Plan B

lukebailey

New Member
Joined
Mar 26, 2008
Messages
8
Reaction score
0
Well, what I did to cycle my fish was I went to the lake and caught about 10 small brim. Put them in my tank-were there for two days. Eventually I felt sorry for them and today I put them back into the lake. My question is- can I do a partial water change, then perhaps today go get some zebra danios to continue the process?
 
2 days isn`t normally long enough to cycle a tank but if your in a hurry take a water sample to your local shop ask them to test the water (may require a small fee) and take their advice on the test results and hope the brim?? didn`t have any nastys on them
 
and take their advice on the test results

In the opinions of many on here, that advise would be questionalble....LFS's are out to make quick money, and will usualy attempt to sell you more fish regardless of the test results. I have only ever seen two on my LFS's refuse a sale after a water test (out of arroud 10), and I work at one of those that I have seen refuse sale....The other 8 I have seen sell fish to tanks that have detectable ammonia and or nitrite :crazy:

I'd read the pinned topic above about fishless cycling now you are fishless again, rather than risking any living animals by putting them through the cycle.

All the best
Rabbut
 
Ive tested the water levels- interesting results, in my opinion. And thank you to all that have helped out.
I tested the results three times-just to be sure.

Ph-7.4
Ammonia-2 mg/l
Nitrite-0 mg/l
Nitrate- 7mg/l

Why would I have Nitrate without nitrite? Wierd.
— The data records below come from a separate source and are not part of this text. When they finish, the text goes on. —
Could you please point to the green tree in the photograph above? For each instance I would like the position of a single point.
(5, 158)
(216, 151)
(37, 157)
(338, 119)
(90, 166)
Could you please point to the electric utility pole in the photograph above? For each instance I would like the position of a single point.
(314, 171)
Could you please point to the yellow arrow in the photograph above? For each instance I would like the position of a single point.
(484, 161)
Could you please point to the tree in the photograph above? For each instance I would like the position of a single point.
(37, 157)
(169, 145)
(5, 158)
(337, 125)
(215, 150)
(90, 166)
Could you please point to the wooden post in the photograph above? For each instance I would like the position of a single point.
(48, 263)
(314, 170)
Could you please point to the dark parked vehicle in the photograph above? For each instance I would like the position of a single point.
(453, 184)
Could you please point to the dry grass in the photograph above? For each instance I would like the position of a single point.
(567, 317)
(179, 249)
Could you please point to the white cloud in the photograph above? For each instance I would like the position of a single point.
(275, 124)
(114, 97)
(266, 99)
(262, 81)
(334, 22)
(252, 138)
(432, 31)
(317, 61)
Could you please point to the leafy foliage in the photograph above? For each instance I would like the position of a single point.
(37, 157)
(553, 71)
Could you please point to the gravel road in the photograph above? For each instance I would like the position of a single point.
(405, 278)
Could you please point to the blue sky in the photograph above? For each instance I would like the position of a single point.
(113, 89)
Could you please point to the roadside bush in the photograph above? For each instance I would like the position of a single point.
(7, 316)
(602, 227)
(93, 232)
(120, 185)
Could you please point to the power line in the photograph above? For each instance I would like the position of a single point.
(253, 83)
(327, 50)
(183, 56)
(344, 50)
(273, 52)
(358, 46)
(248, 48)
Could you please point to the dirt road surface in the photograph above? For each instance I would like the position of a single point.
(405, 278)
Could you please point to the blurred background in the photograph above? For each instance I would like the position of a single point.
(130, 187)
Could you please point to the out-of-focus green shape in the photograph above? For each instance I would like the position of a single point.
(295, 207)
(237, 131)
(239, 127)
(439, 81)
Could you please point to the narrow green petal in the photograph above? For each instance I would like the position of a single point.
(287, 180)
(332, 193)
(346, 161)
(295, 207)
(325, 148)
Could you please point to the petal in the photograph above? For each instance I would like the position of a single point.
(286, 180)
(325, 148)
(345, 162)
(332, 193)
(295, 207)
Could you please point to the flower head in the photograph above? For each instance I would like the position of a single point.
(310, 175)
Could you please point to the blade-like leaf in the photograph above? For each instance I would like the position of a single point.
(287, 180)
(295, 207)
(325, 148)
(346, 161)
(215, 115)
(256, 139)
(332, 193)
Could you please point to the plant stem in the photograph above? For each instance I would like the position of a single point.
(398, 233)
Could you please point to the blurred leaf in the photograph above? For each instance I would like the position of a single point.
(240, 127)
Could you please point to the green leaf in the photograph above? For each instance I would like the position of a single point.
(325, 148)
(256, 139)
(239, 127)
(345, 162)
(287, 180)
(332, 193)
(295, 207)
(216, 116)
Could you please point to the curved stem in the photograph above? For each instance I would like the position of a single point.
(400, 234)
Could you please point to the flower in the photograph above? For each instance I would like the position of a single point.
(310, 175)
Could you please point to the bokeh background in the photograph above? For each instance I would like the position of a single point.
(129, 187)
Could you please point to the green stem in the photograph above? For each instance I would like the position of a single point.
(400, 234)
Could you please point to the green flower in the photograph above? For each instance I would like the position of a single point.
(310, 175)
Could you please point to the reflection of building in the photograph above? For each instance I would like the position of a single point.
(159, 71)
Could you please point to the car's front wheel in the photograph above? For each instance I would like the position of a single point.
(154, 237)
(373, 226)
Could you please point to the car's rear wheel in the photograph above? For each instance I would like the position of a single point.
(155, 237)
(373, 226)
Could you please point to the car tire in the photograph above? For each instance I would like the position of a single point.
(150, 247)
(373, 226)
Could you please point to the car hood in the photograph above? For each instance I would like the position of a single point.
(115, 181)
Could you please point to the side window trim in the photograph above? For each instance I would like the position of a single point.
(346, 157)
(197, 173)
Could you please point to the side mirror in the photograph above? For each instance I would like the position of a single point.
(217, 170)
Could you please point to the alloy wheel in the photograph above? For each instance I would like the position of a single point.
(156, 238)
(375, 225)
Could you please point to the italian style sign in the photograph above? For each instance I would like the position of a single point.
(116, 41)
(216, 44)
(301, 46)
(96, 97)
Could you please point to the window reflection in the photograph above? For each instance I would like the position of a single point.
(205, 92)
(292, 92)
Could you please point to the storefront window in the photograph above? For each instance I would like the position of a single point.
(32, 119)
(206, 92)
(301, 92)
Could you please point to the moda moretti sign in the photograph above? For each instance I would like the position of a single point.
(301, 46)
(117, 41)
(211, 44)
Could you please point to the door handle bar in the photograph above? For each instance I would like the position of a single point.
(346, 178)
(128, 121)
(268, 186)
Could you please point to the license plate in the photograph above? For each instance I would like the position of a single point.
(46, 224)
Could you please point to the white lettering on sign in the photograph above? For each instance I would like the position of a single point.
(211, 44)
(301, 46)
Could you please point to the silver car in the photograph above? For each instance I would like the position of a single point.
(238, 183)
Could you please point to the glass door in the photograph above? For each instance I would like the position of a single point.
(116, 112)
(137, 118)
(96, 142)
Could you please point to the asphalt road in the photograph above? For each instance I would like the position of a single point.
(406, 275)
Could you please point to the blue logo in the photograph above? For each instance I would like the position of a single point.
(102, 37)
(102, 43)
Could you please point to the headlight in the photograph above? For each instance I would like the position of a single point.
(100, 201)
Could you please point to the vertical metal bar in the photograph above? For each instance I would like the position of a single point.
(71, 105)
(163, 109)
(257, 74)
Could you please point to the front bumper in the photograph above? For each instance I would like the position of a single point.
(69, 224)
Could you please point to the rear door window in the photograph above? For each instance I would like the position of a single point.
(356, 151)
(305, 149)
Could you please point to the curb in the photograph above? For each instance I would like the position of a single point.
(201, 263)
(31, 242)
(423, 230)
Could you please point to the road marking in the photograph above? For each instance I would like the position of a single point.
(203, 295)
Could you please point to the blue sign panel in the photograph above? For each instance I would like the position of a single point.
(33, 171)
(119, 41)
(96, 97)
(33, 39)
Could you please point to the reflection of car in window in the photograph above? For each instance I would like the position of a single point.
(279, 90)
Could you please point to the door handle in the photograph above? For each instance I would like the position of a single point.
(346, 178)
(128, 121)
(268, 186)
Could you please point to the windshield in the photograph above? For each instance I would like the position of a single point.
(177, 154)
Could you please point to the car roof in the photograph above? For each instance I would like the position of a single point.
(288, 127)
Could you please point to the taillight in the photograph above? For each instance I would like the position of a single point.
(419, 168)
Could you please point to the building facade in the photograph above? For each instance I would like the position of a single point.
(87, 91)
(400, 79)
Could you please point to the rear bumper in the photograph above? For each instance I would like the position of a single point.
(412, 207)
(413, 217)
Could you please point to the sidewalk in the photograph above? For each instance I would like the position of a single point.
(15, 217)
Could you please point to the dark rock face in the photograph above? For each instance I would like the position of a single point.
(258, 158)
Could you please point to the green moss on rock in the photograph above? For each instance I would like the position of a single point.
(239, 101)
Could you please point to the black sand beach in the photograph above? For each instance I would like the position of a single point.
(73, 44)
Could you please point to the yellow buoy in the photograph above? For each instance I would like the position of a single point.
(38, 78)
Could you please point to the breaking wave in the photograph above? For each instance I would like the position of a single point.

And I was expecting the Ammonia levels to be higher considering I had 10 large fish in there for a few days, including feeding.

So, is the Ammonia still too high for fish?
 
Ammonia is very high, I'd do a 75% waterchange on the spot to fix it for now. I'd also stop all feeding as you are not cycled. Above 0.25mg/l, ammonia is likely to do permanant damage to your fish, so it needs to be lowered. Nitrate will appear without nitrite, as the nitrifying bacteria are able to cope with the current anout to nitrite being produced, but are a little overwelmed by the ammonia.

The situation is going to need monitoring for the next few weeks. Watch for both ammonia and nitrite to drop to zero without waterchanges, then start feeding again. Test water twice daily and do a waterchange whenever the ammonia or nitrite are above 0.25 mg/l. 50% is a good bench mark, but may need to be more, at your discression.

HTH
Sorry about the slow reply
Rabbut
 
I don't think he's got any fish in there now, right Luke? He put the Brim back in the lake and didn't ever get the zebras so he could now choose to start a fishless cycle.